Nashia inaguensis is an evergreen shrub, commonly referred to as Moujean tea, Bahamas berry, or pineapple verbena. It is native to the east Caribbean islands, in particular the island of Inagua in the Bahamas, after which the species is named. In its native environment, the plant crawls along sunny, rocky outcroppings, semi-protected from steady high winds.

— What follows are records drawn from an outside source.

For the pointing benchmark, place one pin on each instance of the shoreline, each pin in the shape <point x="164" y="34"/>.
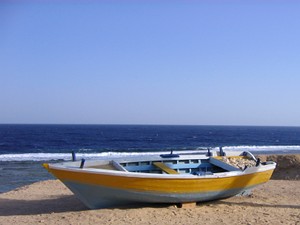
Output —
<point x="50" y="202"/>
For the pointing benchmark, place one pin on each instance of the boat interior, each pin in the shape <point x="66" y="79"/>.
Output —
<point x="173" y="164"/>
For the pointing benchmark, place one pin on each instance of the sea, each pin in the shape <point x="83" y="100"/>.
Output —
<point x="24" y="148"/>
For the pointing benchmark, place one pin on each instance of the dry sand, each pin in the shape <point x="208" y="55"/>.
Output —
<point x="50" y="202"/>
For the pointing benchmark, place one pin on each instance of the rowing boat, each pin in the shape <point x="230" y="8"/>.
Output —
<point x="166" y="178"/>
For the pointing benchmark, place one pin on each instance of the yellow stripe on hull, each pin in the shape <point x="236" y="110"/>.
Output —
<point x="164" y="185"/>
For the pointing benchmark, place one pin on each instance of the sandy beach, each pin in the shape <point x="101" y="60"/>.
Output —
<point x="50" y="202"/>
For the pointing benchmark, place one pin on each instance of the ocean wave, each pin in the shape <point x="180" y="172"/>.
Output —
<point x="106" y="155"/>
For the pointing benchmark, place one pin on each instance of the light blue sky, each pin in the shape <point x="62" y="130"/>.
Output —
<point x="170" y="62"/>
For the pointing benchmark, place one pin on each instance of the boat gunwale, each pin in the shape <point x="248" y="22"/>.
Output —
<point x="250" y="170"/>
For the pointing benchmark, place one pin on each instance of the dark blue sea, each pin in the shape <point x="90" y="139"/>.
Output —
<point x="23" y="148"/>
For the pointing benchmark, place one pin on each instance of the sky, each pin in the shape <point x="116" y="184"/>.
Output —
<point x="150" y="62"/>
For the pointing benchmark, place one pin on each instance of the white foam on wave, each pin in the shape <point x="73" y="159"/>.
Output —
<point x="105" y="155"/>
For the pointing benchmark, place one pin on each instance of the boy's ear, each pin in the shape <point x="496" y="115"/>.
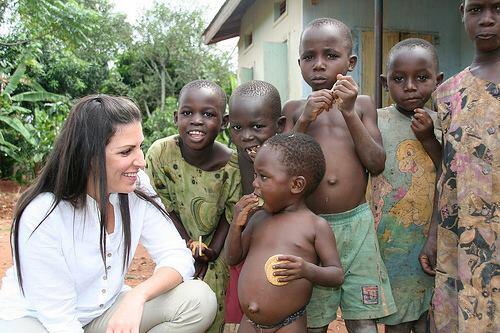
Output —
<point x="439" y="78"/>
<point x="298" y="184"/>
<point x="280" y="124"/>
<point x="383" y="80"/>
<point x="352" y="62"/>
<point x="225" y="122"/>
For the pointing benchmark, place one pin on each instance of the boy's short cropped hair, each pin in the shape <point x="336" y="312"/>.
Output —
<point x="341" y="26"/>
<point x="301" y="155"/>
<point x="198" y="84"/>
<point x="411" y="43"/>
<point x="262" y="89"/>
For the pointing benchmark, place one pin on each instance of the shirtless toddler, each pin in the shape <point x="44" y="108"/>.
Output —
<point x="345" y="125"/>
<point x="288" y="167"/>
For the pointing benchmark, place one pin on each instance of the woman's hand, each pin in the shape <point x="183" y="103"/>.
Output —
<point x="127" y="318"/>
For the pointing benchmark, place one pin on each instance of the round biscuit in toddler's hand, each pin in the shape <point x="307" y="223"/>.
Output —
<point x="268" y="267"/>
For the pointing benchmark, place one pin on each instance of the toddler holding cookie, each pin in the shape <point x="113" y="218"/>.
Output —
<point x="284" y="243"/>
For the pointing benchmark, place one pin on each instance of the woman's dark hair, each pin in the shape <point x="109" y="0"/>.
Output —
<point x="77" y="156"/>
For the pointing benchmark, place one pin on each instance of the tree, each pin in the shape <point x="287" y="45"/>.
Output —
<point x="169" y="53"/>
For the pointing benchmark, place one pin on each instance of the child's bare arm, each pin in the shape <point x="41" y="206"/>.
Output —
<point x="330" y="274"/>
<point x="237" y="241"/>
<point x="422" y="126"/>
<point x="428" y="253"/>
<point x="364" y="131"/>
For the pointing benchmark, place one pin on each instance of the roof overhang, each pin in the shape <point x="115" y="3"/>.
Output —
<point x="227" y="22"/>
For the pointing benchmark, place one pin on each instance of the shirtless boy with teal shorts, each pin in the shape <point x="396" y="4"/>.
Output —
<point x="345" y="125"/>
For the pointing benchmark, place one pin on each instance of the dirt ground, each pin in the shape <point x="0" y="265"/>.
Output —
<point x="141" y="268"/>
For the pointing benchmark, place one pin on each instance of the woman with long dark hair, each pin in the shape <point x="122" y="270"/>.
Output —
<point x="77" y="227"/>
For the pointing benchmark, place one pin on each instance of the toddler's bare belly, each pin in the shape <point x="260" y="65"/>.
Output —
<point x="263" y="302"/>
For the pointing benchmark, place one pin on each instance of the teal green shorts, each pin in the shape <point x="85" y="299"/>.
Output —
<point x="366" y="292"/>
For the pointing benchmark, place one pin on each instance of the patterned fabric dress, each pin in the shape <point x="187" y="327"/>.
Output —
<point x="402" y="200"/>
<point x="199" y="198"/>
<point x="467" y="293"/>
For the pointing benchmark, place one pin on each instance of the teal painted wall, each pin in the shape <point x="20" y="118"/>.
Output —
<point x="431" y="16"/>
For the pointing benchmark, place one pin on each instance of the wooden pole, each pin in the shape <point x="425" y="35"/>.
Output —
<point x="379" y="30"/>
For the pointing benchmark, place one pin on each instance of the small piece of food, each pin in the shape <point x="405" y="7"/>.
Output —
<point x="268" y="267"/>
<point x="252" y="151"/>
<point x="337" y="99"/>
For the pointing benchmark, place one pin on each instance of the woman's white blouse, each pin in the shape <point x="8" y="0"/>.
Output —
<point x="65" y="281"/>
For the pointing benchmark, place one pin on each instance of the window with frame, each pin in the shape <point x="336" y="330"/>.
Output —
<point x="279" y="9"/>
<point x="247" y="40"/>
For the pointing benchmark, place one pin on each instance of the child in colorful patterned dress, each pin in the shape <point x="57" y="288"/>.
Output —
<point x="466" y="222"/>
<point x="405" y="189"/>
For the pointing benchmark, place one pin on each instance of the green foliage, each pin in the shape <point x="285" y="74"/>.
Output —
<point x="160" y="124"/>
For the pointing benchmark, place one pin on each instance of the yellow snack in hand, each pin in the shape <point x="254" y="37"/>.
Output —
<point x="268" y="267"/>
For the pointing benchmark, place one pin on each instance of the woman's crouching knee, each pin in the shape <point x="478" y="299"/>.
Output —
<point x="199" y="304"/>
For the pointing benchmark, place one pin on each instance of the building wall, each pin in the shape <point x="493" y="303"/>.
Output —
<point x="437" y="17"/>
<point x="259" y="19"/>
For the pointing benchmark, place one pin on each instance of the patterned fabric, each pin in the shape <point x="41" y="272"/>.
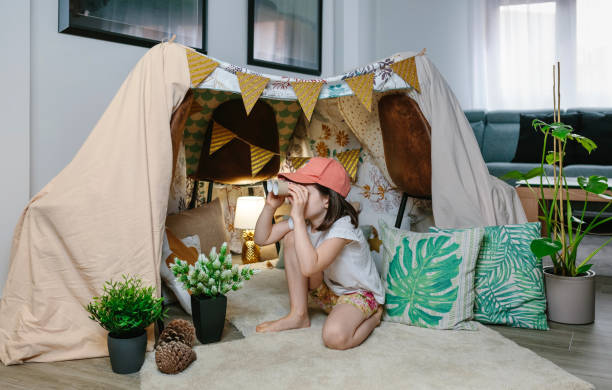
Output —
<point x="429" y="277"/>
<point x="509" y="280"/>
<point x="362" y="86"/>
<point x="251" y="87"/>
<point x="325" y="298"/>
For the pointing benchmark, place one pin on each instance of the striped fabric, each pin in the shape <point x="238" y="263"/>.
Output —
<point x="406" y="69"/>
<point x="200" y="67"/>
<point x="220" y="137"/>
<point x="251" y="87"/>
<point x="362" y="87"/>
<point x="307" y="93"/>
<point x="259" y="158"/>
<point x="349" y="161"/>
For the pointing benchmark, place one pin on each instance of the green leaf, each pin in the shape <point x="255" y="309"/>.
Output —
<point x="420" y="280"/>
<point x="545" y="247"/>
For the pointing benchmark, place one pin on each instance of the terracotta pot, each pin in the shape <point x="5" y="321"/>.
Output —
<point x="570" y="300"/>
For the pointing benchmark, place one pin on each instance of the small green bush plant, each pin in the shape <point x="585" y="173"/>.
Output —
<point x="126" y="308"/>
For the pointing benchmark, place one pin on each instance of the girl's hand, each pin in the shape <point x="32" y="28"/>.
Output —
<point x="274" y="201"/>
<point x="298" y="195"/>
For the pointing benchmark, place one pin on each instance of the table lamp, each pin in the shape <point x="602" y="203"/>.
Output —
<point x="248" y="209"/>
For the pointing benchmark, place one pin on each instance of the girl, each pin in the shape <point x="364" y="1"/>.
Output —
<point x="326" y="255"/>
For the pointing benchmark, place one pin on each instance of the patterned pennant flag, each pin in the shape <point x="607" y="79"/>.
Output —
<point x="220" y="137"/>
<point x="200" y="67"/>
<point x="406" y="69"/>
<point x="298" y="162"/>
<point x="349" y="160"/>
<point x="308" y="94"/>
<point x="362" y="87"/>
<point x="251" y="86"/>
<point x="259" y="158"/>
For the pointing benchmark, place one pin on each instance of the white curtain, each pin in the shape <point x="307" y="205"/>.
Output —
<point x="514" y="44"/>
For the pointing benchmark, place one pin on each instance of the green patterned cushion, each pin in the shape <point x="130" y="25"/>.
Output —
<point x="509" y="284"/>
<point x="429" y="277"/>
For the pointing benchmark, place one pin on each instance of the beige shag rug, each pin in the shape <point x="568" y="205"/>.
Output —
<point x="395" y="356"/>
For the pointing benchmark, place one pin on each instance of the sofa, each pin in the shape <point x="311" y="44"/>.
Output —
<point x="503" y="137"/>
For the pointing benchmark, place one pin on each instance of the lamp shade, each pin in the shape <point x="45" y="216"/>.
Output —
<point x="248" y="209"/>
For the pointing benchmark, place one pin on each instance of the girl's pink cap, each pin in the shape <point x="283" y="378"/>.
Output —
<point x="325" y="171"/>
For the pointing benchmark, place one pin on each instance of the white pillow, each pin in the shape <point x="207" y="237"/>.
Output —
<point x="168" y="277"/>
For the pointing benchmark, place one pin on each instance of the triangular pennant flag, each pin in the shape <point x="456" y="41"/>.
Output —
<point x="308" y="94"/>
<point x="251" y="86"/>
<point x="220" y="137"/>
<point x="200" y="66"/>
<point x="349" y="160"/>
<point x="362" y="87"/>
<point x="406" y="69"/>
<point x="259" y="158"/>
<point x="298" y="162"/>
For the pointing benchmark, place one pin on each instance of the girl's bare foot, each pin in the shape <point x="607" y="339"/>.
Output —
<point x="288" y="322"/>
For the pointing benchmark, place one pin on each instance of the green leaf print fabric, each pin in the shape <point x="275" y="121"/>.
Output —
<point x="429" y="277"/>
<point x="509" y="279"/>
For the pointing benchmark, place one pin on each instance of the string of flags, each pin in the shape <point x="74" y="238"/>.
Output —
<point x="307" y="91"/>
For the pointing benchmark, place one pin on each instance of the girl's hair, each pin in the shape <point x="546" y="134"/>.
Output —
<point x="338" y="207"/>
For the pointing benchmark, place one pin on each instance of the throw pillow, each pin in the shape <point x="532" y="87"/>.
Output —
<point x="529" y="148"/>
<point x="187" y="249"/>
<point x="509" y="280"/>
<point x="205" y="221"/>
<point x="429" y="277"/>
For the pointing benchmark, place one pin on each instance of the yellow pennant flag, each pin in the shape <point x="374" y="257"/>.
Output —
<point x="349" y="160"/>
<point x="200" y="66"/>
<point x="220" y="137"/>
<point x="406" y="69"/>
<point x="251" y="86"/>
<point x="362" y="87"/>
<point x="259" y="158"/>
<point x="307" y="93"/>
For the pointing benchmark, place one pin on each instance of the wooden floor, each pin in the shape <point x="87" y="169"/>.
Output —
<point x="585" y="351"/>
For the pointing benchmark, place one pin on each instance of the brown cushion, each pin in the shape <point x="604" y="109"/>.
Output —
<point x="205" y="221"/>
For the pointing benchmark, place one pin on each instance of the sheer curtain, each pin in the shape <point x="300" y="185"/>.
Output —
<point x="514" y="44"/>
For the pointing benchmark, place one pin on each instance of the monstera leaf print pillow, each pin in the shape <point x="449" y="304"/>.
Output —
<point x="429" y="277"/>
<point x="509" y="279"/>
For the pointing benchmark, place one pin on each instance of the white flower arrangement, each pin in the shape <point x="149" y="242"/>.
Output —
<point x="211" y="276"/>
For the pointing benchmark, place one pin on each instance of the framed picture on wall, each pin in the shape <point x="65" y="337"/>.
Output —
<point x="136" y="22"/>
<point x="286" y="34"/>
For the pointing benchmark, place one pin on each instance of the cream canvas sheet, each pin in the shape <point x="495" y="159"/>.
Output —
<point x="100" y="217"/>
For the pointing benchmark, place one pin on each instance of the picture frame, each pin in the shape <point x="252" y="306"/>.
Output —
<point x="286" y="35"/>
<point x="142" y="23"/>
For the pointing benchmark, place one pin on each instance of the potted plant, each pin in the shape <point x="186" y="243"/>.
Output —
<point x="570" y="283"/>
<point x="208" y="280"/>
<point x="126" y="309"/>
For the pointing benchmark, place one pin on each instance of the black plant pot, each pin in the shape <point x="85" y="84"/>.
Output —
<point x="208" y="317"/>
<point x="127" y="354"/>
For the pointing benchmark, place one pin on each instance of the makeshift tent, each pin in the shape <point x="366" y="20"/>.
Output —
<point x="104" y="214"/>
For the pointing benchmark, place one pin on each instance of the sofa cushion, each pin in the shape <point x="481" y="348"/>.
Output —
<point x="529" y="149"/>
<point x="598" y="127"/>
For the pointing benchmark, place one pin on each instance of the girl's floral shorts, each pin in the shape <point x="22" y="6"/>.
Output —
<point x="326" y="299"/>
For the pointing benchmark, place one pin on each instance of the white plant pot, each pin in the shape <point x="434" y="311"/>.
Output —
<point x="570" y="300"/>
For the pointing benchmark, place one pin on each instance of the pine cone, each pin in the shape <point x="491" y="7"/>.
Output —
<point x="173" y="357"/>
<point x="183" y="328"/>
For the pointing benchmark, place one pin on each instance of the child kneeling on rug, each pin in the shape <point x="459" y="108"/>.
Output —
<point x="327" y="258"/>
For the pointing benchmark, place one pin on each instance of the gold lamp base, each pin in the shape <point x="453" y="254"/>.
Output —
<point x="250" y="250"/>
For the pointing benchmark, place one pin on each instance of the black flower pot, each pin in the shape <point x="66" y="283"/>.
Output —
<point x="127" y="354"/>
<point x="208" y="317"/>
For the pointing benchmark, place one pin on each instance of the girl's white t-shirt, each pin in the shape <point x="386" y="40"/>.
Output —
<point x="354" y="268"/>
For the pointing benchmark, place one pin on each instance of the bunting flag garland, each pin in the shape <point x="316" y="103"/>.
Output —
<point x="251" y="86"/>
<point x="307" y="93"/>
<point x="200" y="67"/>
<point x="362" y="87"/>
<point x="406" y="69"/>
<point x="220" y="136"/>
<point x="259" y="158"/>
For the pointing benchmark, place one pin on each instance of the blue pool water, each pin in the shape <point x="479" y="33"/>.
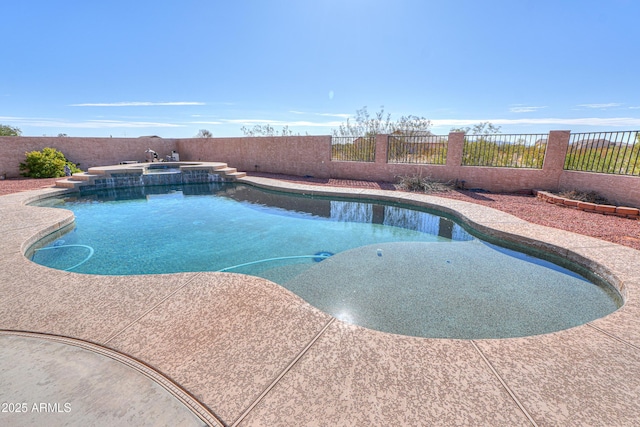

It is a loose, spreading shrub with many branches up to 2 m high, with mature trunks of 5–10 cm diameter. The leaves are aromatic, simple, opposite (or fascicled), elliptic to obovate or spatulate, 5–10 mm long, with revolute margins. The flowerheads are axillary, sessile, few-flowered, with a strigose calyx; the corolla is whitish, about 2 mm long, four-lobed, and with four stamens. The fragrant foliage and tiny white flowers are highly attractive to pollinators, in particular the Atala butterfly.

==Cultivation and uses==
It is often used as a bonsai plant due to its miniaturized features. The flowers form in clusters and are followed by reddish orange berries. It prefers full sun, warmth (a minimum temperature of 5 °C) and must be kept under high humidity. Even a brief spell of dryness can kill the plant. It can be propagated from cuttings, preferably in the spring and early summer during warm nights. A decoction of the fragrant leaves, variously described as having the scent and flavor of citrus, vanilla, or pineapple, is used as an herbal tea.